5. Multitude: from Identity to Subjectivity

5.1. The most important feature of the recomposition of identities in our new times is the appearance of a multitude. A multitude has plural identities in itself. Or rather, a multitude refuses one fixed identity. It is a hybridal subject.

5.2. A multitude is different from a nation. While a nation is generally the political community of persons who constitute a state, a multitude is generally not subsumed under a state. While people constitute a unity in population to support sovereignty, a multitude does not constitute a unity and remains an extrasovereign multiplicity. A multitude differs from mass, as well. While mass is an indifferential collective, a multitude consists of differential groups of beings. While a class indicates the industrial working class or wage-laborer, a multitude includes diverse groups of beings who are participating in the bio-political production of life.

5.3. In this sense a multitude is not a simple identity. Identity is generally imposed from the outside. It is a boundary classified and ordered by powers. A nation is determined by the state, people are determined by the sovereign, a class is determined by capital, a mass is determined by the vanguard, a race is determined by the racist power (e.g., the Nazis). But a multitude is the name which is usually attached to something that cannot be classified and ordered by power. In the sense that it cannot be located in the normal coordinate system, it is a monster. A multitude always goes beyond the given boundaries. It is a singularity.

5.4. A multitude has an ontological dimension. In this dimension a multitude appears as multitudes. More precisely, a multitude is formed from these ontological multitudes. Multitudes always tend to go beyond the measure of power and introduce new elements in the order of power. The Diaspora of beings in our times is accelerating this tendency. Bodies of multitudes are scattered all over the world, and are demanding and practicing new constellations or constitutions.

5.5. This movement constructs the sociological dimension of the multitude. Some kinds of labor are becoming common today. Agricultural labor is mixed with industrial labor, and is starting to have an increasing character of service labor and intellectual labor. Industrial labor which is linked with the computer is starting to resemble intellectual labor and artistic acts. It is starting to be more and more difficult to distinguish the boundaries of labor. On one hand all activities of labor have their singularities; at the same time, they are becoming common on the sociological level. Such phenomena of becoming common appear in the realm of race, culture, or rather all areas of life.
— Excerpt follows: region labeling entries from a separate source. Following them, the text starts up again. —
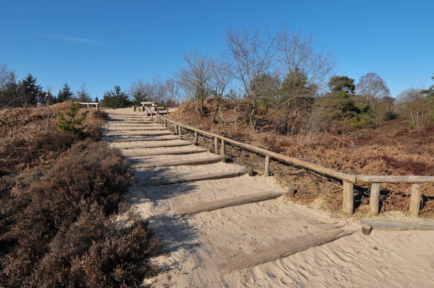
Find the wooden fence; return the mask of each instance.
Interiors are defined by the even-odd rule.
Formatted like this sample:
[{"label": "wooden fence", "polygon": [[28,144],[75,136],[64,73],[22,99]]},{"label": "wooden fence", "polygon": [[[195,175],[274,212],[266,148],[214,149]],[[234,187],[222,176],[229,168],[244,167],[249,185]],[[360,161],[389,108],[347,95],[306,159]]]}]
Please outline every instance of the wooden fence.
[{"label": "wooden fence", "polygon": [[[265,156],[265,163],[264,174],[265,176],[268,176],[269,175],[270,160],[274,159],[342,180],[343,190],[342,212],[344,214],[348,215],[352,215],[354,212],[354,184],[356,183],[372,183],[371,196],[369,199],[369,209],[373,215],[377,215],[379,214],[380,190],[382,183],[412,183],[409,214],[412,216],[416,217],[419,215],[420,208],[423,183],[434,183],[434,177],[433,176],[354,175],[349,173],[340,172],[297,158],[275,153],[259,147],[233,140],[221,135],[203,131],[194,127],[191,127],[171,120],[160,114],[157,111],[153,111],[153,112],[151,110],[152,119],[153,119],[153,113],[155,113],[156,121],[160,124],[164,124],[165,127],[167,127],[168,122],[173,124],[175,125],[175,133],[180,136],[182,135],[182,128],[186,130],[193,132],[194,133],[194,141],[195,145],[198,144],[198,136],[199,134],[203,136],[214,138],[216,153],[218,153],[219,150],[220,153],[222,156],[225,156],[226,143],[230,143],[233,146],[264,155]],[[219,143],[220,143],[220,145],[219,145]],[[219,146],[220,147],[219,147]]]}]

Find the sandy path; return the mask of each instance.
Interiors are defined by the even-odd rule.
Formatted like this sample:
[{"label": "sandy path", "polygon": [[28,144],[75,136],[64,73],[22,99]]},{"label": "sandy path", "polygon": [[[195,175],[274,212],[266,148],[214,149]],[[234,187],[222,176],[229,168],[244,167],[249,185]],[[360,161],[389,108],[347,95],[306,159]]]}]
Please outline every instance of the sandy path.
[{"label": "sandy path", "polygon": [[[108,112],[112,118],[119,119],[126,118],[119,114],[132,113],[130,109]],[[139,113],[136,112],[137,115]],[[107,129],[116,128],[110,127],[112,123],[110,121],[107,125]],[[158,125],[149,128],[156,126]],[[133,137],[152,136],[107,139]],[[215,156],[205,152],[134,156],[143,152],[196,147],[192,145],[123,149],[169,143],[185,141],[155,140],[111,145],[121,149],[133,163]],[[245,175],[149,186],[149,183],[162,179],[243,168],[233,163],[219,162],[134,170],[136,179],[130,188],[130,201],[137,212],[156,227],[156,232],[164,241],[169,253],[168,256],[155,260],[163,269],[154,279],[158,286],[434,286],[434,232],[374,230],[366,236],[359,231],[360,223],[354,220],[334,218],[323,211],[286,201],[282,197],[192,215],[175,216],[179,210],[212,201],[256,193],[284,192],[285,189],[272,177]],[[257,264],[261,263],[261,260],[272,259],[279,251],[341,231],[343,234],[356,232],[282,259]],[[249,268],[243,268],[246,266]]]}]

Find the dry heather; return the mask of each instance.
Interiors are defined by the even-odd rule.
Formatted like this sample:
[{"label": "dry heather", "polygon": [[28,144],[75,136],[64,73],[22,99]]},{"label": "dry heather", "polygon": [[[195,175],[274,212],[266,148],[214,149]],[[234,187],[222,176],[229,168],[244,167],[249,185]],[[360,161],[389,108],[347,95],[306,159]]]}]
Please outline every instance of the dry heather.
[{"label": "dry heather", "polygon": [[53,127],[55,116],[47,126],[44,109],[0,111],[0,285],[142,286],[162,247],[122,201],[127,162],[95,141],[104,113],[73,135]]},{"label": "dry heather", "polygon": [[[263,110],[260,115],[272,116],[252,133],[246,123],[247,117],[242,106],[226,101],[218,114],[218,122],[212,123],[214,103],[205,101],[205,115],[201,116],[194,103],[180,105],[170,117],[199,127],[202,130],[249,143],[270,150],[295,157],[336,170],[362,175],[434,175],[434,130],[423,134],[412,131],[405,121],[394,120],[384,122],[380,128],[356,129],[345,122],[323,123],[317,131],[308,134],[279,134],[272,124],[272,111]],[[202,139],[202,144],[213,149],[213,142]],[[249,166],[262,173],[264,158],[258,155],[229,146],[228,153],[235,161]],[[294,199],[313,203],[325,209],[337,211],[342,202],[341,184],[332,179],[314,175],[305,170],[272,161],[270,170],[284,184],[295,187]],[[410,184],[383,184],[381,186],[381,211],[407,211],[410,199]],[[357,215],[368,213],[370,186],[355,187]],[[422,217],[434,218],[434,186],[424,186]]]}]

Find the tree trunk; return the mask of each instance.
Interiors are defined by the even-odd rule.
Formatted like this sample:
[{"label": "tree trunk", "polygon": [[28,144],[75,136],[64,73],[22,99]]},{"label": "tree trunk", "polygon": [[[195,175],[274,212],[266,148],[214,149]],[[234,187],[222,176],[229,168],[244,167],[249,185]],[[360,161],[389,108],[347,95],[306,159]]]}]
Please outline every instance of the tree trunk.
[{"label": "tree trunk", "polygon": [[213,123],[216,122],[216,116],[217,116],[217,111],[218,111],[218,107],[220,104],[220,98],[216,99],[217,103],[216,104],[216,109],[214,111],[214,115],[213,115]]}]

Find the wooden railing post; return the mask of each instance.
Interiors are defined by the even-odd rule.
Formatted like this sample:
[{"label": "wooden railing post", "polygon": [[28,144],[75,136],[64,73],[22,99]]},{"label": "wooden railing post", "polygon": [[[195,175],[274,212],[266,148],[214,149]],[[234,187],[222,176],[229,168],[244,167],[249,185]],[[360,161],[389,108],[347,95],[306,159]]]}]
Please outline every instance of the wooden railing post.
[{"label": "wooden railing post", "polygon": [[342,212],[352,215],[354,210],[354,183],[343,180],[342,194]]},{"label": "wooden railing post", "polygon": [[408,213],[413,217],[419,216],[422,190],[423,190],[422,183],[414,183],[411,185],[411,195],[410,196],[410,208]]},{"label": "wooden railing post", "polygon": [[378,215],[380,208],[380,190],[381,183],[372,183],[371,186],[371,196],[369,197],[369,211],[374,216]]},{"label": "wooden railing post", "polygon": [[214,137],[214,150],[215,153],[218,154],[218,138],[217,137]]},{"label": "wooden railing post", "polygon": [[226,142],[224,139],[221,140],[221,147],[220,147],[220,154],[222,156],[226,156]]},{"label": "wooden railing post", "polygon": [[270,155],[265,155],[265,169],[264,171],[264,175],[266,177],[270,175]]}]

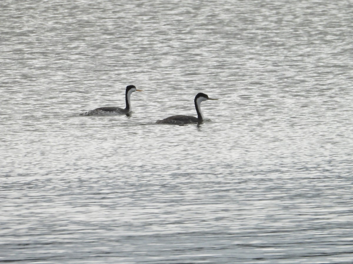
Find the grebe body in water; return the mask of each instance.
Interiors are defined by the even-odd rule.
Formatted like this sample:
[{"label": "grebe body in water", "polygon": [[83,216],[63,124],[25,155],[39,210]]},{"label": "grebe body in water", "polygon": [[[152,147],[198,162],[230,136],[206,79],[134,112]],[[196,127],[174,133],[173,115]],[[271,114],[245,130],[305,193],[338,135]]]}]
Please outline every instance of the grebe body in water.
[{"label": "grebe body in water", "polygon": [[202,102],[207,100],[218,100],[218,99],[210,98],[207,94],[203,93],[199,93],[195,96],[195,108],[197,113],[197,117],[192,115],[172,115],[162,120],[158,120],[156,122],[158,124],[170,124],[171,125],[186,125],[196,123],[202,123],[204,117],[201,111],[201,104]]},{"label": "grebe body in water", "polygon": [[136,91],[140,92],[142,90],[137,89],[134,85],[128,85],[126,86],[126,90],[125,93],[125,100],[126,101],[126,107],[125,108],[116,106],[103,106],[102,107],[98,107],[93,110],[90,110],[80,114],[81,115],[114,115],[118,114],[128,114],[131,112],[131,103],[130,101],[130,96],[131,94]]}]

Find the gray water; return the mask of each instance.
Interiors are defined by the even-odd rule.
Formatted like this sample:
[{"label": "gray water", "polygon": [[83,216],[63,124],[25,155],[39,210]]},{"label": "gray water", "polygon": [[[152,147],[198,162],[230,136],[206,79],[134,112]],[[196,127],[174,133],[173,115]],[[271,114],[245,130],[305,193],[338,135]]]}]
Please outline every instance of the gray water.
[{"label": "gray water", "polygon": [[353,263],[351,1],[0,10],[0,262]]}]

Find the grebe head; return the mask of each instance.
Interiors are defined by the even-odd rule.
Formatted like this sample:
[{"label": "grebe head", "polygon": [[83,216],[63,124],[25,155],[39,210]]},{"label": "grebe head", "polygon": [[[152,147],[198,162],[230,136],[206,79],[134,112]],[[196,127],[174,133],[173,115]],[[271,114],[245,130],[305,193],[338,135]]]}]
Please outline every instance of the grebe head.
[{"label": "grebe head", "polygon": [[196,96],[195,96],[195,101],[199,102],[200,103],[206,100],[218,100],[218,99],[214,99],[214,98],[210,98],[206,94],[203,93],[199,93]]},{"label": "grebe head", "polygon": [[143,90],[137,89],[136,87],[134,85],[128,85],[126,86],[126,93],[128,93],[130,94],[131,94],[131,93],[133,93],[134,92],[136,92],[136,91],[142,92]]}]

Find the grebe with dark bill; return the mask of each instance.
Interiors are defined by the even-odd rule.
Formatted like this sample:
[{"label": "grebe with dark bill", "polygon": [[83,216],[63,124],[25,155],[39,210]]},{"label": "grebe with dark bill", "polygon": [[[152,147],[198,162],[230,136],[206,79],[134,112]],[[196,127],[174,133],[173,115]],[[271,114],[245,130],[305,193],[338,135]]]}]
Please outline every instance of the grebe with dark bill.
[{"label": "grebe with dark bill", "polygon": [[136,88],[134,85],[128,85],[126,86],[126,91],[125,93],[125,101],[126,107],[125,108],[116,106],[103,106],[90,110],[87,112],[80,114],[81,115],[113,115],[118,114],[127,114],[131,112],[131,104],[130,102],[130,96],[131,94],[138,91],[141,92],[142,90]]},{"label": "grebe with dark bill", "polygon": [[162,120],[158,120],[156,122],[158,124],[170,124],[171,125],[186,125],[195,123],[202,123],[203,121],[203,115],[201,111],[201,102],[206,100],[218,100],[218,99],[210,98],[207,94],[203,93],[199,93],[195,96],[195,107],[197,113],[197,117],[192,115],[173,115]]}]

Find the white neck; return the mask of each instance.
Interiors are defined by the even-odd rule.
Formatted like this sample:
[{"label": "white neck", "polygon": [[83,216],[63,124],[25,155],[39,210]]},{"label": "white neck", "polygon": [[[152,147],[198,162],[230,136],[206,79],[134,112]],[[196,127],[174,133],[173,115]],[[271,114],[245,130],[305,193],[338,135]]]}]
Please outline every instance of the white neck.
[{"label": "white neck", "polygon": [[134,92],[133,89],[130,89],[127,91],[127,94],[126,94],[126,108],[129,108],[131,110],[131,105],[130,103],[130,96],[131,96],[132,92]]},{"label": "white neck", "polygon": [[207,99],[204,97],[199,97],[196,99],[196,103],[195,106],[196,108],[196,112],[197,112],[198,117],[201,117],[202,119],[203,119],[203,115],[202,114],[202,112],[201,111],[201,103],[204,101],[206,101]]}]

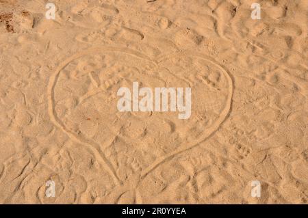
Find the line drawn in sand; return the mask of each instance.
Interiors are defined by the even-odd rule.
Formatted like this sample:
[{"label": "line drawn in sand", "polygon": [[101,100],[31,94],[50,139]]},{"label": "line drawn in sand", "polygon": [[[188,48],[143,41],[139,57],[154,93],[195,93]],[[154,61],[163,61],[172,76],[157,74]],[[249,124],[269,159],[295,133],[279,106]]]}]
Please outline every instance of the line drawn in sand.
[{"label": "line drawn in sand", "polygon": [[[138,57],[139,59],[143,59],[144,61],[146,61],[149,63],[151,63],[153,66],[159,66],[160,63],[166,61],[166,59],[169,59],[171,58],[177,58],[181,57],[192,57],[192,58],[198,58],[205,62],[209,63],[209,64],[211,64],[214,66],[216,68],[219,69],[220,72],[223,74],[223,76],[225,78],[226,83],[227,84],[227,87],[226,91],[227,92],[227,96],[226,97],[226,100],[224,103],[224,105],[222,106],[222,110],[219,115],[218,115],[217,119],[216,119],[213,123],[209,126],[209,128],[203,130],[203,131],[201,133],[201,135],[197,137],[196,139],[193,139],[192,141],[189,141],[185,144],[181,144],[180,146],[175,150],[173,150],[172,152],[170,152],[167,154],[165,154],[163,156],[157,157],[151,164],[146,167],[144,169],[142,169],[139,175],[136,175],[137,178],[133,179],[133,184],[128,184],[125,182],[123,183],[123,181],[119,178],[117,174],[116,170],[114,168],[114,165],[112,163],[112,161],[108,159],[106,156],[106,154],[104,153],[103,150],[100,146],[100,144],[95,141],[95,140],[91,138],[87,138],[85,137],[82,137],[79,135],[77,133],[74,132],[70,128],[66,126],[65,123],[63,120],[61,120],[58,117],[58,115],[56,113],[55,109],[55,104],[56,100],[55,98],[55,88],[56,87],[57,83],[59,80],[60,74],[63,69],[64,69],[70,62],[82,57],[83,56],[91,54],[96,54],[99,53],[104,53],[104,52],[110,52],[110,53],[121,53],[128,54],[129,55],[133,56],[135,57]],[[90,74],[90,80],[94,81],[96,82],[94,83],[94,86],[97,87],[100,85],[100,82],[98,81],[97,79],[94,78],[92,74]],[[92,92],[93,94],[100,92],[99,90],[95,91]],[[190,51],[183,51],[180,53],[176,53],[171,55],[168,55],[166,56],[162,56],[160,58],[157,59],[157,60],[152,60],[146,55],[136,52],[135,51],[129,49],[123,49],[123,48],[116,48],[116,47],[99,47],[99,48],[94,48],[90,49],[88,51],[85,51],[76,55],[73,57],[69,57],[68,59],[65,60],[60,64],[59,64],[58,67],[55,69],[53,74],[51,75],[49,79],[49,83],[48,85],[48,106],[49,106],[49,115],[51,119],[51,121],[55,124],[55,126],[60,128],[64,133],[65,133],[70,139],[77,143],[81,144],[89,148],[92,151],[94,154],[97,157],[97,160],[101,162],[101,163],[105,167],[105,168],[108,171],[110,174],[112,176],[114,182],[120,185],[120,187],[117,189],[116,191],[112,194],[112,195],[116,195],[116,198],[118,198],[119,193],[120,195],[123,195],[124,193],[129,191],[129,190],[134,190],[133,193],[135,193],[135,196],[138,195],[138,184],[152,171],[156,169],[158,166],[172,159],[174,156],[187,151],[195,146],[197,146],[201,141],[207,139],[211,135],[212,135],[220,126],[222,123],[227,119],[228,117],[231,106],[232,101],[232,96],[233,92],[233,80],[231,77],[229,73],[221,66],[216,62],[216,61],[212,59],[211,57],[196,53],[195,52]],[[88,95],[86,98],[89,98],[90,96]],[[130,182],[129,182],[130,183]],[[118,196],[118,197],[116,197]],[[139,199],[138,201],[140,200],[141,197],[139,196],[137,197]]]}]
5.6. But this ontological and sociological tendency is exposed to the power of capital and sovereignty. They always try to absorb the commonizing tendencies to accelerate their accumulation. Such efforts sometimes succeed in constructing new orders of domination and in imposing new identities on beings. So, the tendency to differentiate and become common does not necessarily guarantee the liberation of human beings. It is exposed to the danger of being fixed as an identity or a body. To overcome this danger, we can and have to understand the multitude as a political constituent project of multitudes. To become a multitude is to resist the operation of sovereign power that establishes multitudes as a functional identity. Today, to resist becoming a multitude does not mean to exercise symmetrical violence with sovereign power. It means to clean up the poisonous effects of sovereign power, to establish singularities as an identity, and to try to struggle to take flight collectively from the device of capture of capital, and to constitute new autonomous dispositions of singularities.

5.7. So, the political task of becoming a multitude means actualizing the ontological and sociological multitudes into a political multitude that is becoming more and more common in the process of not losing the singularities of its components. It is not the task of establishing an identity, but the task of constituting subjectivity.